Benedito Lima de Toledo
A pergunta precisa de uma das netas deixou-me inicialmente surpreso. Indagava-me Valentina (14 anos) sobre a diferença entre a arte sacra popular e erudita, após ter-lhe mostrado algumas ilustrações em livros e pequenas imagens daquela que é a mais remota manifestação de arte desde a chegada dos portugueses em 1500 nas novas terras descobertas.
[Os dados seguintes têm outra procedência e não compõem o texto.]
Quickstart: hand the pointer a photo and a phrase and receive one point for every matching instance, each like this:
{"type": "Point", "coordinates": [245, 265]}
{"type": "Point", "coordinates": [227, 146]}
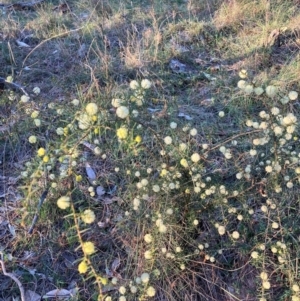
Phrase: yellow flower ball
{"type": "Point", "coordinates": [46, 159]}
{"type": "Point", "coordinates": [63, 202]}
{"type": "Point", "coordinates": [148, 238]}
{"type": "Point", "coordinates": [134, 85]}
{"type": "Point", "coordinates": [271, 91]}
{"type": "Point", "coordinates": [88, 248]}
{"type": "Point", "coordinates": [91, 109]}
{"type": "Point", "coordinates": [266, 285]}
{"type": "Point", "coordinates": [243, 73]}
{"type": "Point", "coordinates": [41, 152]}
{"type": "Point", "coordinates": [34, 114]}
{"type": "Point", "coordinates": [138, 139]}
{"type": "Point", "coordinates": [88, 216]}
{"type": "Point", "coordinates": [122, 112]}
{"type": "Point", "coordinates": [293, 95]}
{"type": "Point", "coordinates": [184, 163]}
{"type": "Point", "coordinates": [78, 178]}
{"type": "Point", "coordinates": [150, 291]}
{"type": "Point", "coordinates": [145, 84]}
{"type": "Point", "coordinates": [82, 267]}
{"type": "Point", "coordinates": [32, 139]}
{"type": "Point", "coordinates": [122, 133]}
{"type": "Point", "coordinates": [235, 235]}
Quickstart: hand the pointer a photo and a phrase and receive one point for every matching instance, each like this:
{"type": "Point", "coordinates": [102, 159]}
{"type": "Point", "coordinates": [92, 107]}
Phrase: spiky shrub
{"type": "Point", "coordinates": [187, 208]}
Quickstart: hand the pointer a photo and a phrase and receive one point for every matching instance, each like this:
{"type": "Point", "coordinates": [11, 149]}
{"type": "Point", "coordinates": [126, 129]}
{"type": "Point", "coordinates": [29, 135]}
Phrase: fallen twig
{"type": "Point", "coordinates": [14, 278]}
{"type": "Point", "coordinates": [12, 85]}
{"type": "Point", "coordinates": [21, 6]}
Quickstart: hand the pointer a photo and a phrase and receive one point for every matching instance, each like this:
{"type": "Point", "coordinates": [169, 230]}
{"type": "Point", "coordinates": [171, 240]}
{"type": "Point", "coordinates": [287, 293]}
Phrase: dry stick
{"type": "Point", "coordinates": [15, 279]}
{"type": "Point", "coordinates": [57, 36]}
{"type": "Point", "coordinates": [12, 85]}
{"type": "Point", "coordinates": [49, 39]}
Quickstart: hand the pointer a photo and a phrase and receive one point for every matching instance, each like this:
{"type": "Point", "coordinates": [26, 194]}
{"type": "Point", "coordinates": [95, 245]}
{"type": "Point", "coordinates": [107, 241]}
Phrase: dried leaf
{"type": "Point", "coordinates": [186, 117]}
{"type": "Point", "coordinates": [90, 172]}
{"type": "Point", "coordinates": [60, 293]}
{"type": "Point", "coordinates": [115, 264]}
{"type": "Point", "coordinates": [22, 44]}
{"type": "Point", "coordinates": [82, 51]}
{"type": "Point", "coordinates": [32, 296]}
{"type": "Point", "coordinates": [100, 191]}
{"type": "Point", "coordinates": [12, 230]}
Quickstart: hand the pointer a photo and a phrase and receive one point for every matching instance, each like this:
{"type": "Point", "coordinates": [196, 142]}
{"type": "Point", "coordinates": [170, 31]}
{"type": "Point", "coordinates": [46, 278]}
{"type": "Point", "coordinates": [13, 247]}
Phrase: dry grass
{"type": "Point", "coordinates": [91, 50]}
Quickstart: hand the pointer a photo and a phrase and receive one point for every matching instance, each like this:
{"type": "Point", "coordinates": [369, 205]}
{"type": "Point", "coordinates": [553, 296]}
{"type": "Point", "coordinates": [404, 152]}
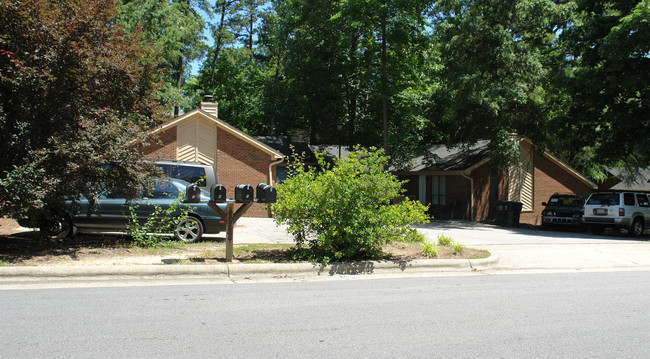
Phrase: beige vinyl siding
{"type": "Point", "coordinates": [197, 141]}
{"type": "Point", "coordinates": [520, 178]}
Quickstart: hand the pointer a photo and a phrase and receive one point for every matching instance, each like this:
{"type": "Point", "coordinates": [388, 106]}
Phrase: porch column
{"type": "Point", "coordinates": [422, 191]}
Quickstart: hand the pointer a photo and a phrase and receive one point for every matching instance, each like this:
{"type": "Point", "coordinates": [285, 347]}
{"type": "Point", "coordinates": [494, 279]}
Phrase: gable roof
{"type": "Point", "coordinates": [641, 183]}
{"type": "Point", "coordinates": [448, 160]}
{"type": "Point", "coordinates": [461, 160]}
{"type": "Point", "coordinates": [223, 126]}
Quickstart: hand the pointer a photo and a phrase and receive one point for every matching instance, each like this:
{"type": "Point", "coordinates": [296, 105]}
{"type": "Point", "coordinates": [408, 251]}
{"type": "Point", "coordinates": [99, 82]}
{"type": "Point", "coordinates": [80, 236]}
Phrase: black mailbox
{"type": "Point", "coordinates": [218, 193]}
{"type": "Point", "coordinates": [266, 193]}
{"type": "Point", "coordinates": [193, 193]}
{"type": "Point", "coordinates": [243, 193]}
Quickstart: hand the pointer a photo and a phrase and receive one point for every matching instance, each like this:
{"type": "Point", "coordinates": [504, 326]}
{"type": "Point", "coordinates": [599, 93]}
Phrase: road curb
{"type": "Point", "coordinates": [247, 270]}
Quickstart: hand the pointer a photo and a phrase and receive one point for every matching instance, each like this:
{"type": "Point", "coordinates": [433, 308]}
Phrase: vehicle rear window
{"type": "Point", "coordinates": [609, 199]}
{"type": "Point", "coordinates": [186, 173]}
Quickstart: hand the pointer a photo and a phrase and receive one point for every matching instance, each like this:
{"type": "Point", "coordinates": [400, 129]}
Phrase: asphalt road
{"type": "Point", "coordinates": [569, 315]}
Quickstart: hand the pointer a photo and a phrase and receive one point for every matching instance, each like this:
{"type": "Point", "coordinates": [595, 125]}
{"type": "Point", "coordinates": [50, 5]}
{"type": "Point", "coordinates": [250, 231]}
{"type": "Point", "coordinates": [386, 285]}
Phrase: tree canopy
{"type": "Point", "coordinates": [76, 91]}
{"type": "Point", "coordinates": [79, 80]}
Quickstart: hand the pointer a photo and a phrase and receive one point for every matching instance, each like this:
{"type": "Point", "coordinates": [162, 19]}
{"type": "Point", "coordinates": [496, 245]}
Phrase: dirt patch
{"type": "Point", "coordinates": [27, 249]}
Seria pretensioso estabelecer neste espaço conceitos e definições sobre o tema. Somente em termos paulistas há literatura de interesse a respeito. Em blog bem anterior mencionei o contributo extraordinário de Eduardo Etzel, autor de nove livros referenciais, mormente sobre o que ele denominava Barroco pobre da região central do Brasil e também sobre os santeiros paulistas do Vale do Paraíba do final do século XVIII às primeiras décadas do século XX (vide blog: “Eduardo Etzel – Literatura sobre Arte Sacra no Brasil”, 25, 07, 2007). Sob outro contexto, recentemente foi lançado livro do notável arquiteto e urbanista Benedito Lima de Toledo (“Esplendor do Barroco Luso-brasileiro”. São Paulo, Ateliê, 2012), no qual o autor estuda com profundidade a arquitetura sacra portuguesa e brasileira, a buscar desvelá-la de maneira harmoniosa, interpretando igualmente as fases construtivas, a pintura, a imaginária. Para fundamentar seus argumentos, debruça-se também sobre as simples moradias ibéricas do passado remoto.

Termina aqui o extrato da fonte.